Robust clinical pipelines, rising approvals of injectable biologics, and tightening pharmacopeial standards are the principal demand catalysts. North American and European regulators have clarified data expectations for novel excipients, shortening qualification timelines and stimulating supplier innovation [1]“Inactive Ingredients in Biological Products – Guidance for Industry,” U.S. Food and Drug Administration, fda.gov. Capacity additions by Asian CDMOs are localizing supply chains, compressing freight lead times for parenteral-grade ingredients. At the product level, specialty and co-processed grades that combine buffering, stabilization, and viscosity reduction are outpacing commodity polymers and carbohydrates. Competitive intensity remains moderate because no supplier controls a majority share across all categories, yet incumbents with extensive Drug Master Files enjoy a regulatory moat.
Key Report Takeaways
- By product category, polymers led with 41.68% revenue share in 2025, while specialty and co-processed grades are forecast to expand at an 8.80% CAGR through 2031.
- By dosage form, parenteral formulations captured 58.93% of the biologic excipients market share in 2025; lyophilized products are projected to post an 8.91% CAGR over 2026-2031.
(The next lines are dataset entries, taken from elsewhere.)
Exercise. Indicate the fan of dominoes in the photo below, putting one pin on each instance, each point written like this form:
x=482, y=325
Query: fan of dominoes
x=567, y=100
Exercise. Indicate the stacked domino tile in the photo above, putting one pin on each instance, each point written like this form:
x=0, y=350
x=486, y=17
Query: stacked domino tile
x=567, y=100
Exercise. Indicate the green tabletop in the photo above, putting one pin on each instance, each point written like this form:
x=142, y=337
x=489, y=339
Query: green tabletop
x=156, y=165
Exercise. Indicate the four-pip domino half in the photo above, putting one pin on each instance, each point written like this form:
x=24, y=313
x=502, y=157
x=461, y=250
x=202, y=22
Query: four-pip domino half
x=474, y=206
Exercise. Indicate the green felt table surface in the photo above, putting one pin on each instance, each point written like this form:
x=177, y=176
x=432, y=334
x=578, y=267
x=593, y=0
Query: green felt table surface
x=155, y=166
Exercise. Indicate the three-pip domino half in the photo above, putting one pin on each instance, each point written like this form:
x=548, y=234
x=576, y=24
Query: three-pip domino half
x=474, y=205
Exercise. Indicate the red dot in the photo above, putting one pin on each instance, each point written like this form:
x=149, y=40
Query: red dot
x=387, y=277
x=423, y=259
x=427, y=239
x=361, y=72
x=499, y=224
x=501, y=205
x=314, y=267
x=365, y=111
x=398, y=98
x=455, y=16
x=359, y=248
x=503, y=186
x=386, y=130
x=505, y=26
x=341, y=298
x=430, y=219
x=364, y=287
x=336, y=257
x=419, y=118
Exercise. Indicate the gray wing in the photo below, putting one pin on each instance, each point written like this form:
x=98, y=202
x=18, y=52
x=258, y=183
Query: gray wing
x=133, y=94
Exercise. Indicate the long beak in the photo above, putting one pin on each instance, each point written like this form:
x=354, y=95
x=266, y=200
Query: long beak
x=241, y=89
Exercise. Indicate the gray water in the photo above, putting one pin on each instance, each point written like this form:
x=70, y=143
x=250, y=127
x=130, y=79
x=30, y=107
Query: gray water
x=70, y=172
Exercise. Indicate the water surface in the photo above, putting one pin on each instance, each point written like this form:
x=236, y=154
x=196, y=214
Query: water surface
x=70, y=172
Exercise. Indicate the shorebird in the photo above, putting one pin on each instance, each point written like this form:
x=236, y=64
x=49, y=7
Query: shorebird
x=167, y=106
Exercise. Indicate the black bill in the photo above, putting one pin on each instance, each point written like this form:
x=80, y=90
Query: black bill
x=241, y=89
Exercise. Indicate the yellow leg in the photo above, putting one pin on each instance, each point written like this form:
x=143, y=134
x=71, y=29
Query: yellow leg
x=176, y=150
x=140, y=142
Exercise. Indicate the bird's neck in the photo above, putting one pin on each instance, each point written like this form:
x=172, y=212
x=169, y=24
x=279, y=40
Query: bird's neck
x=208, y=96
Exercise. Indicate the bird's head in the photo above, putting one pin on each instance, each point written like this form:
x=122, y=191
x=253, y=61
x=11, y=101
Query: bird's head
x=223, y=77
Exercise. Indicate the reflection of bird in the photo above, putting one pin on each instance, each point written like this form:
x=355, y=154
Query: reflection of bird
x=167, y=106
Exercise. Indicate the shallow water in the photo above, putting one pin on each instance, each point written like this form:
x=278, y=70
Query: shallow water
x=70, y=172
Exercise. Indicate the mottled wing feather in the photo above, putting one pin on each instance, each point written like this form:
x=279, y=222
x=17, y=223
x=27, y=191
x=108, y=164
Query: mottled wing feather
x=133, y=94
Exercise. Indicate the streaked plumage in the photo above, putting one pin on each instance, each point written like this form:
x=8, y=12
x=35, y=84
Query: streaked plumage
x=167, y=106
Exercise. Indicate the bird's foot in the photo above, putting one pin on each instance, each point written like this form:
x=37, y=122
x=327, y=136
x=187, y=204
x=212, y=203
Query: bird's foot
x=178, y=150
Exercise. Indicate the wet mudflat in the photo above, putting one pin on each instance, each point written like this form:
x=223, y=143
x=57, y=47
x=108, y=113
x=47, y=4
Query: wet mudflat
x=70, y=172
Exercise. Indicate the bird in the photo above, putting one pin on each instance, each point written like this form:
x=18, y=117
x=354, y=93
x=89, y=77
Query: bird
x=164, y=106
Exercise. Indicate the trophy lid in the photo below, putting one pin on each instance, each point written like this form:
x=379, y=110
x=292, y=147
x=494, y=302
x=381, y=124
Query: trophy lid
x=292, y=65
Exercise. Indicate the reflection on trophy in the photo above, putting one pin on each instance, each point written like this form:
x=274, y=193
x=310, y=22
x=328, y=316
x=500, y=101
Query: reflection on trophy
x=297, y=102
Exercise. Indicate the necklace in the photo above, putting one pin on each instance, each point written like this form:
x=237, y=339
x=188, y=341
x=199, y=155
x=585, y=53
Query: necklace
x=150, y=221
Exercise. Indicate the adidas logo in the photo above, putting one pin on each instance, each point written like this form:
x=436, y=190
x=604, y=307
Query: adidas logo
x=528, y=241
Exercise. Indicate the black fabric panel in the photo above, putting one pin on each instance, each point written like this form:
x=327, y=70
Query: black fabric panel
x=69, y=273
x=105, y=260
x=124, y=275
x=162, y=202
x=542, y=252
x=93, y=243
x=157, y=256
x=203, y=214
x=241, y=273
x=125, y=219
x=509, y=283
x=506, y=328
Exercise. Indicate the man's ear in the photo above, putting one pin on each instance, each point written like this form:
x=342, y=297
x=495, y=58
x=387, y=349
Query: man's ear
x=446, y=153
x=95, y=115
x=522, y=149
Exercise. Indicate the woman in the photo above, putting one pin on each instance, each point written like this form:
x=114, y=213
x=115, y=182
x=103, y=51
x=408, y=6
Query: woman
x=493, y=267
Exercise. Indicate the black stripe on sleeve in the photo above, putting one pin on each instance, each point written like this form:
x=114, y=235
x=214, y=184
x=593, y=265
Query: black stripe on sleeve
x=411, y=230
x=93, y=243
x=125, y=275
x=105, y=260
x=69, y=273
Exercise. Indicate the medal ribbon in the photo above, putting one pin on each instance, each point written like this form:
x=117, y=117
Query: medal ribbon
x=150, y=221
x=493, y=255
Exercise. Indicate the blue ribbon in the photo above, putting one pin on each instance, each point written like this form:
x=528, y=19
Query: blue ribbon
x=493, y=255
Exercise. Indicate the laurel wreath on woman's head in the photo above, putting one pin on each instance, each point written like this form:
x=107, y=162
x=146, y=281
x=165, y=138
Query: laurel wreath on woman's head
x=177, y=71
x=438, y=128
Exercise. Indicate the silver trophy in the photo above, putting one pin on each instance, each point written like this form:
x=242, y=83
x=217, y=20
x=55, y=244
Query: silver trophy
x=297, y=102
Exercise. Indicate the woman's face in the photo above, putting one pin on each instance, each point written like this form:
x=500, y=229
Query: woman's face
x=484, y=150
- By therapeutic modality, monoclonal antibodies held a 56.18% share of the biologic excipients market in 2025 and are advancing at a 9.01% CAGR through 2031.
- By end user, biopharma and biotech companies accounted for 61.87% of demand in 2025, whereas CMOs/CDMOs recorded the fastest CAGR at 8.87% through 2031.
- By geography, North America led with 43.87% of the global biologic excipients market share, whereas Europe is expected to grow at a CAGR 8.78% through 2031.
Note: Market size and forecast figures in this report are generated using Mordor Intelligence’s proprietary estimation framework, updated with the latest available data and insights as of January 2026.
Global Biologic Excipients Market Trends and Insights
Drivers Impact Analysis
| Driver | (~) % Impact on CAGR Forecast | Geographic Relevance | Impact Timeline |
|---|---|---|---|
| Biologics pipeline expansion and approvals accelerate demand for injectable-grade excipients | +1.8% | Global, led by North America and Europe | Medium term (2-4 years) |
| Dominance of parenteral routes increases need for high-purity stabilizers, buffers, surfactants | +1.5% | Global, concentrated in North America, Europe, APAC core | Long term (≥ 4 years) |
| Monoclonal antibodies and high-concentration formulations require viscosity-reducing / stabilizing excipients | +1.3% | Global, with North American and European R&D hubs | Medium term (2-4 years) |
| APAC biomanufacturing and CDMO expansion boosts excipient consumption | +1.2% | APAC core (China, India, South Korea), spill-over to MEA | Medium term (2-4 years) |
| FDA / USP initiatives lower uncertainty for novel excipient adoption in biologics | +0.9% | North America & EU, regulatory influence extends globally | Short term (≤ 2 years) |
| Shift to ultra-pure / engineered excipients to mitigate degradation | +0.7% | Global, early adoption in North America and Europe | Long term (≥ 4 years) |
| Source: Mordor Intelligence | |||
Biologics Pipeline Expansion and Approvals Accelerate Demand for Injectable-Grade Excipients
Global regulators cleared 55 novel drugs in 2024, and biologics accounted for a significant share of them. Each biologic typically employs four-to-eight discrete excipients, so every approval magnifies consumption of buffers, stabilizers, surfactants, and tonicity agents. The subcutaneous share of monoclonal antibody launches now has a significant share in the market, which pushes purity specifications even tighter to avoid local reactions. EMA cleared 12 biosimilars in 2025, obliging each developer to match or justify every excipient choice, thereby multiplying demand for injectable-grade ingredients. Innovators and biosimilar manufacturers consequently compete for the same finite pool of ultra-pure stabilizers.
Dominance of Parenteral Routes Increases Need for High-Purity Stabilizers, Buffers, and Surfactants
Parenteral products impose endotoxin limits of ≤ 0.5 EU / mg and elemental impurity controls under ICH Q3D. USP tightened particulate limits for prefilled syringes in 2024, compelling suppliers to adopt cleanroom packaging[2]“General Chapter <1> Injections and Implanted Drug Products,” United States Pharmacopeia, usp.org. High-concentration monoclonal antibody formats rely on arginine hydrochloride or proline at 50-200 mM to suppress viscosity. Croda’s 2025 “Super Refined” polysorbate 80, with peroxide below 5 ppm, illustrates the pivot toward engineered excipients that address oxidation in dense protein solutions.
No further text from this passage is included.